I had joined the House of Reclamation out of a sincere desire to make the universe a better place. Recriminations and grief followed the Archipelago War, with blame on all sides. I spent nights awake, crying impotent tears, overwhelmed by the enormity of it all, my insides twisted into knots of sick, helpless anger. Terrible wrongs had been perpetrated in our names, and now couldn’t be undone. And, with the exception of a few scapegoats, those responsible would largely escape retribution for the decisions that had thrown the Human Generality into its worst and bloodiest civil conflict. I watched anger and bitterness eat up friends. The best minds of my generation were consumed by madness. They raged at each other on the communication nets, using quotes from Ona Sudak’s poems to express their existential fury at the unfairness of it all. And for a time, I was one of them. I didn’t know what else to do. In the aftermath of such murderous stupidity, I felt helpless. I hadn’t wanted the war, I hadn’t voted for it. More than a billion people had died in the conflict, and yet nothing much had been decided. The Conglomeration and the Outward still cleaved to their respective ideologies; the extent of their respective territories remained largely unchanged; and their various antagonisms still simmered beneath all the half-hearted diplomacy and talk of reconstruction. Had we been through that attritional nightmare of self-destruction for nothing? Had we fought and suffered and died simply to prove a political point?

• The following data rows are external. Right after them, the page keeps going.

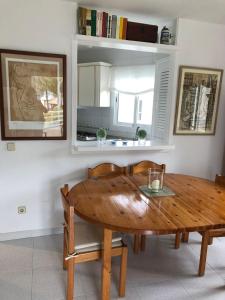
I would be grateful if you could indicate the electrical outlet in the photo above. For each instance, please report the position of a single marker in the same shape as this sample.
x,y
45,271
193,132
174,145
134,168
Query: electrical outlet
x,y
21,210
11,146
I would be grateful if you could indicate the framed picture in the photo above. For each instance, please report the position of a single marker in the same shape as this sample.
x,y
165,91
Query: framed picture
x,y
197,101
32,95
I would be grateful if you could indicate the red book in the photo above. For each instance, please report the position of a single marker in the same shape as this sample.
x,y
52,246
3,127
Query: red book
x,y
104,24
124,32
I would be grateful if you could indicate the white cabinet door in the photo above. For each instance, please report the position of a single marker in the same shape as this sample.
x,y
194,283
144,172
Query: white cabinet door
x,y
86,85
103,86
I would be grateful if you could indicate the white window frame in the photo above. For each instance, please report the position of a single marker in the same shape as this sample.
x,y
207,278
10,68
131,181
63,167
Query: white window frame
x,y
116,123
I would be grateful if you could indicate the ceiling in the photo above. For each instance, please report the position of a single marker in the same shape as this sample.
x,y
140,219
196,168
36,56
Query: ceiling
x,y
212,11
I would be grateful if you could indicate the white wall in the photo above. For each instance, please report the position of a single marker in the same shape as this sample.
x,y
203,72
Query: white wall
x,y
32,175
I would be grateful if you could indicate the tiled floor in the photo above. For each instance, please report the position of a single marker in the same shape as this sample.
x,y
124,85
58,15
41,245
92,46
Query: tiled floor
x,y
32,269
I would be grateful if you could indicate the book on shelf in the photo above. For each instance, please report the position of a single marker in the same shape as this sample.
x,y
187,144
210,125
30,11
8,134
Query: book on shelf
x,y
114,24
93,22
81,17
99,24
102,24
88,22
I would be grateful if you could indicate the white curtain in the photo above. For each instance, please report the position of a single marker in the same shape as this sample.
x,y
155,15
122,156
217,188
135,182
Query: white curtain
x,y
133,79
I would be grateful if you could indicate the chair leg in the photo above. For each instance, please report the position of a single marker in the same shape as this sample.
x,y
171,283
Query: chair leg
x,y
203,255
185,237
70,280
137,243
123,272
177,240
64,250
143,242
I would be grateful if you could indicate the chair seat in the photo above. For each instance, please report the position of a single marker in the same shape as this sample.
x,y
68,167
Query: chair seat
x,y
89,237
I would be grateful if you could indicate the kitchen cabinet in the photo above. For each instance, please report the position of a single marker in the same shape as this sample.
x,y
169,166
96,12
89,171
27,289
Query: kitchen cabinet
x,y
94,84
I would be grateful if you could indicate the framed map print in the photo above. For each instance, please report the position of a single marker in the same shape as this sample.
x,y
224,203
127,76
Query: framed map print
x,y
197,101
32,95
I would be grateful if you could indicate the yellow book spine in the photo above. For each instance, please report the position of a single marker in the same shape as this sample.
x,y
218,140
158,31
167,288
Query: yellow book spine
x,y
121,28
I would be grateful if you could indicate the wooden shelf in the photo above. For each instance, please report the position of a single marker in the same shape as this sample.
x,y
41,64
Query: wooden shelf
x,y
124,44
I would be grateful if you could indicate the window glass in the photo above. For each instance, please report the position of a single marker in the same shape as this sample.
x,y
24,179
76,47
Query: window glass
x,y
126,105
144,108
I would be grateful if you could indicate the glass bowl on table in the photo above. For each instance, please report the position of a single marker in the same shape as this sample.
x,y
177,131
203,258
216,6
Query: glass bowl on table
x,y
155,180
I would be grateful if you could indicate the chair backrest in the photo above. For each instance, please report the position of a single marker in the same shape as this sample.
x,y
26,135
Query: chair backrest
x,y
144,165
68,219
220,180
106,169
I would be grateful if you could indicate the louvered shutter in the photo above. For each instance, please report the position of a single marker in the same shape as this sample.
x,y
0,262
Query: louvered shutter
x,y
161,110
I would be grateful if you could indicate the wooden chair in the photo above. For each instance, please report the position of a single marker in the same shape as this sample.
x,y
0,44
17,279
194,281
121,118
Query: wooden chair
x,y
143,166
83,242
106,169
207,236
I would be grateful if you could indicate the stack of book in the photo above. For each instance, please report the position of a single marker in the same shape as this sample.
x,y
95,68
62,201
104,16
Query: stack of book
x,y
101,24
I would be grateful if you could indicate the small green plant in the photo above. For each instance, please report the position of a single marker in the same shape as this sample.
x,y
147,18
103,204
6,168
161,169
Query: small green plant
x,y
101,133
142,134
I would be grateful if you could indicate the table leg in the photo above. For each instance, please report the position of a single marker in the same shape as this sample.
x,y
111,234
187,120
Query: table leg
x,y
106,264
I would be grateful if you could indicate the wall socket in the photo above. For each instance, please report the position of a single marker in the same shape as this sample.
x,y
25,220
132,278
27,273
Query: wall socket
x,y
21,210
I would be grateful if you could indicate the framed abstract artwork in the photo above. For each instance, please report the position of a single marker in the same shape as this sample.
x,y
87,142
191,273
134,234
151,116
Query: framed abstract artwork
x,y
197,101
32,95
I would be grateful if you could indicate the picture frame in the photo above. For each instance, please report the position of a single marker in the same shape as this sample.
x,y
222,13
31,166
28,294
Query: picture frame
x,y
32,95
197,103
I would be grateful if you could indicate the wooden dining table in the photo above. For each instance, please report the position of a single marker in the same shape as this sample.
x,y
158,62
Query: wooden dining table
x,y
117,204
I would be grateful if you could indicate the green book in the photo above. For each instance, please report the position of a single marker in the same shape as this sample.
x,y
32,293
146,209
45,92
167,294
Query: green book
x,y
93,22
81,17
114,24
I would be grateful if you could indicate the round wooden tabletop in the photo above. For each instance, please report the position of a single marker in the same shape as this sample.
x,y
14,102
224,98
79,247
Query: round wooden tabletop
x,y
117,203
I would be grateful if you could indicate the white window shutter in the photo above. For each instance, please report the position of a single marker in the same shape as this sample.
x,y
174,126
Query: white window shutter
x,y
161,106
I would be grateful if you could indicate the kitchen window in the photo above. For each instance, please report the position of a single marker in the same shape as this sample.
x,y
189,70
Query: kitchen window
x,y
133,110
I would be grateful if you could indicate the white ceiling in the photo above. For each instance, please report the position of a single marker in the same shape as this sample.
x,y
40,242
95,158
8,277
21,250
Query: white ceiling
x,y
205,10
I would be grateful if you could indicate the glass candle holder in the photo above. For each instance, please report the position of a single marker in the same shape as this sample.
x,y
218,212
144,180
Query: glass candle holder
x,y
155,180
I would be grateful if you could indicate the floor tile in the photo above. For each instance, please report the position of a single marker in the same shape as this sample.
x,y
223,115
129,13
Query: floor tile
x,y
16,255
31,269
15,285
168,290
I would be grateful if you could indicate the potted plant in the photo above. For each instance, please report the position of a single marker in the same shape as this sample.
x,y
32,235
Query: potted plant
x,y
141,135
101,134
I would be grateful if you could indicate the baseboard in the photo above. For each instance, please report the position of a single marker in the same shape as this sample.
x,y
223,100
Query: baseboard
x,y
29,233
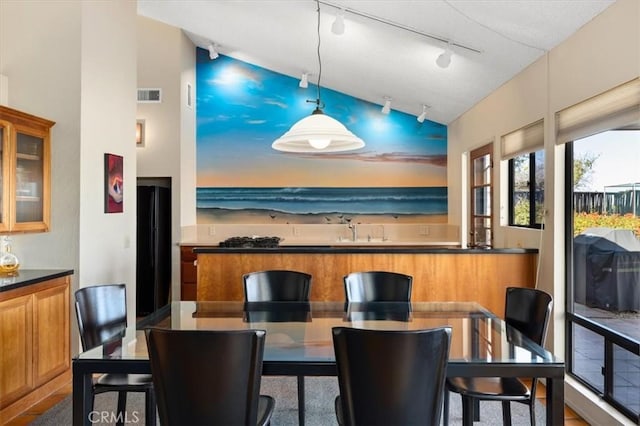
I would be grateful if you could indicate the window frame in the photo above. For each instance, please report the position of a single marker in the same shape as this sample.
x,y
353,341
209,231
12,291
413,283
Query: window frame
x,y
532,192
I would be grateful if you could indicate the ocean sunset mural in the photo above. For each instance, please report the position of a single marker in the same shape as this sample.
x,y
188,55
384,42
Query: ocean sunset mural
x,y
400,175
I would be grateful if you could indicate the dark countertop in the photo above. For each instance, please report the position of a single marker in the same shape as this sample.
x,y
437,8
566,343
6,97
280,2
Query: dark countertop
x,y
25,277
363,249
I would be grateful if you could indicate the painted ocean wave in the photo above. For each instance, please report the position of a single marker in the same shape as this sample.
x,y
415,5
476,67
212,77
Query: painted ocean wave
x,y
403,200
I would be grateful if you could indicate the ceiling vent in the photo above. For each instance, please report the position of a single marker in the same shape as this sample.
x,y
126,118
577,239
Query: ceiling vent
x,y
149,95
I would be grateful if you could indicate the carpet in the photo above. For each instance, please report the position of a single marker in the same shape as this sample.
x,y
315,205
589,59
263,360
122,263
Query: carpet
x,y
320,393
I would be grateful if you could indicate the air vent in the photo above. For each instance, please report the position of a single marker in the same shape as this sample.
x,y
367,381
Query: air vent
x,y
149,95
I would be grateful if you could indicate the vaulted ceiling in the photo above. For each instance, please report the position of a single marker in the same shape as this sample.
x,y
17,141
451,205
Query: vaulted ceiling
x,y
389,47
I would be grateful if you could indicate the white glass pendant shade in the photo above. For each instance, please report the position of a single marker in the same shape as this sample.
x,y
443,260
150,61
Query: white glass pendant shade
x,y
318,133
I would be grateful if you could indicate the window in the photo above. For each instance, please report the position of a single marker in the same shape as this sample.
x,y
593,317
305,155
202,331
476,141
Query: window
x,y
526,190
603,244
481,196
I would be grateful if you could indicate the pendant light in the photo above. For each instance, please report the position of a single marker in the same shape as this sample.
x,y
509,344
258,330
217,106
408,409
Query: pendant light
x,y
318,132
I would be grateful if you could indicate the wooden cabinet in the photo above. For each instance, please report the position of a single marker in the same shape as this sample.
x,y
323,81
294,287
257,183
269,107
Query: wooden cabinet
x,y
25,163
35,355
188,273
438,275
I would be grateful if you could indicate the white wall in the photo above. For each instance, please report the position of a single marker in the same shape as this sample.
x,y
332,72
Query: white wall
x,y
601,55
108,118
169,149
75,63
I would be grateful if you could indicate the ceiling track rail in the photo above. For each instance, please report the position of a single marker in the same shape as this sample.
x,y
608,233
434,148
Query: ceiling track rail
x,y
437,38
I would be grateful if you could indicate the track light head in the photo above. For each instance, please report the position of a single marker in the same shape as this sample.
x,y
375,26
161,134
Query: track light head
x,y
213,52
444,59
386,108
304,80
338,25
423,115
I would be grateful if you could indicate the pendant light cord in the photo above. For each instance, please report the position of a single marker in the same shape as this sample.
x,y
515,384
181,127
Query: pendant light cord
x,y
319,105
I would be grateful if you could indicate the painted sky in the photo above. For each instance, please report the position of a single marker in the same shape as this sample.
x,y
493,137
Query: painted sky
x,y
242,109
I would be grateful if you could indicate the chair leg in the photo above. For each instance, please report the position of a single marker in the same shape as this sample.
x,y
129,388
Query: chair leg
x,y
122,408
445,409
301,400
150,407
532,411
467,411
506,413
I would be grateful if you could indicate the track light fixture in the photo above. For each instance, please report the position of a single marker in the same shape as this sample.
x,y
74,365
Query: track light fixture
x,y
304,80
386,108
338,25
213,52
444,59
423,115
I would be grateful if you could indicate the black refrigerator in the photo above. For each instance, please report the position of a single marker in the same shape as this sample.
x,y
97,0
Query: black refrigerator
x,y
153,254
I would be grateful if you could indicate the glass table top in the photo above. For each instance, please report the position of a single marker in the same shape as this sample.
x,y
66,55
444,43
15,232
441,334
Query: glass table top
x,y
301,332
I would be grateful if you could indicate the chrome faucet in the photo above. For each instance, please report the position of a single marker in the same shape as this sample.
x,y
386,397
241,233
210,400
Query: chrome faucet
x,y
354,232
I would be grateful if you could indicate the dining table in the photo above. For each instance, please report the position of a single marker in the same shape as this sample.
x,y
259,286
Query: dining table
x,y
299,342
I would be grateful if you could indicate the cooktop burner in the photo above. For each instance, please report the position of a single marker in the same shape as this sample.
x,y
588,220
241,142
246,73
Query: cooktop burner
x,y
250,242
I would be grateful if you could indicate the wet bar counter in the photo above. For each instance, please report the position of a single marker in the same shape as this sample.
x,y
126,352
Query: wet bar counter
x,y
439,273
35,356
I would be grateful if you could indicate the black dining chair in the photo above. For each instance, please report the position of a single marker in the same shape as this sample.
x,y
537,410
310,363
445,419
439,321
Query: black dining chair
x,y
377,286
389,377
101,312
528,311
277,285
209,377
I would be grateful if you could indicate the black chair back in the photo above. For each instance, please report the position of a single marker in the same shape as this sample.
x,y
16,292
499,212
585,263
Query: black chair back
x,y
101,312
377,286
277,286
206,376
528,310
390,377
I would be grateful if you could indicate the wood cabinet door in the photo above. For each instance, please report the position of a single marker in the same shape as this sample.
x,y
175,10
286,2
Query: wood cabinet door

In my helpless resentment, I had felt unable to continue wearing the uniform of the Outward Navy. Although I had commanded a medical frigate, I had seen first-hand what happened when men and women surrendered their individuality to the state—when they allowed themselves to become pawns in someone else’s game. And so I resigned. I joined the demobilised personnel who stood in the cold night wind beneath the lights of every spaceport, wondering whether they could face going home to their old lives after enduring so many years of dehumanising violence. Alva Clay decided to come with me—but I had no inkling of where we would go or what we would do, until I chanced to meet George Walker in a favela tea shack on the edge of a desert, on a backwater planet whose name I can’t remember even now.

“Come to Camrose,” he said. “Enlist in the House. That’s what we did.”

“Who are ‘we’?”

He smiled. He had grey hair and kind eyes. “Me and the ship. You might have heard of her.”

“What’s her name?”

“Trouble Dog.”

“I can’t say I have.”

“She’s a Conglomeration Carnivore. She fought at the Battle of Pelapatarn.”

“A lot of ships fought at Pelapatarn.”

“Yes, but she’s the first one to resign.”

I blinked. “She resigned?” I’d never heard of a warship doing such a thing. Sometimes they went nuts and had to be retired, but none had ever simply downed tools before.

George smiled, causing the skin around his eyes to crinkle. “Yes. I think she’s growing a conscience.